The resident curlews and merlins must wonder what to make of their moaning new neighbour, a panopticon devised by the London duo Tonlin Liu — Mike Tonkin and Anna Liu, who met in Hong Kong and set about “dismantling current mythology and inventing their own”, in Austria, Indonesia and here in Thailand, as well as in England and Hong Kong, as it says on their website.
The Singing Tree was officially unveiled at the end of 2006 atop Crown Point, south of Burnley, where I was born. The Cliviger wind turbines are whirling far to the east, and to the north is Pendle Hill with its famous nick.
At the launch, local MP Kitty Ussher predicted it would become “a major landmark, boosting Burnley’s tourist sector and economy”.

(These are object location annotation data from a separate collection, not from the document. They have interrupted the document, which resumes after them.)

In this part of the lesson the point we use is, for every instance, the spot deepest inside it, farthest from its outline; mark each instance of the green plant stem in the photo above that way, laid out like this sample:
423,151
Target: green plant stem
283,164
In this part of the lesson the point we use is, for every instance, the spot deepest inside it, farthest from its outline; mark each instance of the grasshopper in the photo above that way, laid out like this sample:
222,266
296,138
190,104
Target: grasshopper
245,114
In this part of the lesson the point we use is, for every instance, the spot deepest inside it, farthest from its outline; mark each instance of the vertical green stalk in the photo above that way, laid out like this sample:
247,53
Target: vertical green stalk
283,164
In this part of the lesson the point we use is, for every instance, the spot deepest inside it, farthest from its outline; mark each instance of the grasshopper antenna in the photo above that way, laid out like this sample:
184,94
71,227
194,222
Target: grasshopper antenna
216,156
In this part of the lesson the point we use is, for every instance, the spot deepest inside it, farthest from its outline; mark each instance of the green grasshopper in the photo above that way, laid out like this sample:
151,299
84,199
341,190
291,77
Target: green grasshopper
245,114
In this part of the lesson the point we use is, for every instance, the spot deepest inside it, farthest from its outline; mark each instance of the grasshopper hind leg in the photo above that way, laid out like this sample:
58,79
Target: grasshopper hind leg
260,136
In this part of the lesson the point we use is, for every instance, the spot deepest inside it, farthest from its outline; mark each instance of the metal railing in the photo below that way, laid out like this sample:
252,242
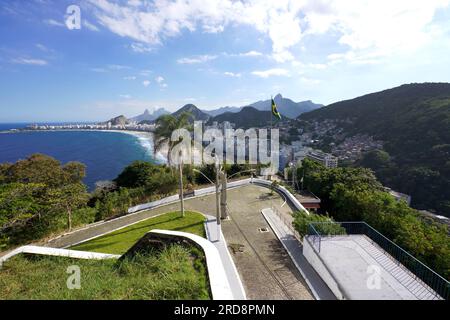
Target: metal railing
321,231
287,222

“It is a true symbol of Burnley’s emergence and regeneration,” she said, referring to the tired old milltown’s artsier ambitions.
That’s what the investors are counting on. The East Lancashire Regional Park initiative — comprised of the Northwest Regional Development Agency, the Lancashire Economic Partnership, the Northern Way, Arts Council England North West and Lancashire County Council — now has four panopticons around the county, the others being “Atom” in Wycoller, “Halo” in Rossendale and Blackburn’s “Colourfields”. They’re touted as “21st-century landmarks”.
You can follow a rural walking trail from one to the other. At the Singing Tree, you’re standing on the property of Sir Simon Towneley, Lancashire’s former Lord Lieutenant. He’s part of the celebrated family that owns (or is it owned?) Towneley Hall, the local manor nearby that’s now an art gallery. Sir Simon and his son Peregrine (and there’s a name for the nobility) “secured additional funding” for Burnley’s panopticon, according to the local newspaper.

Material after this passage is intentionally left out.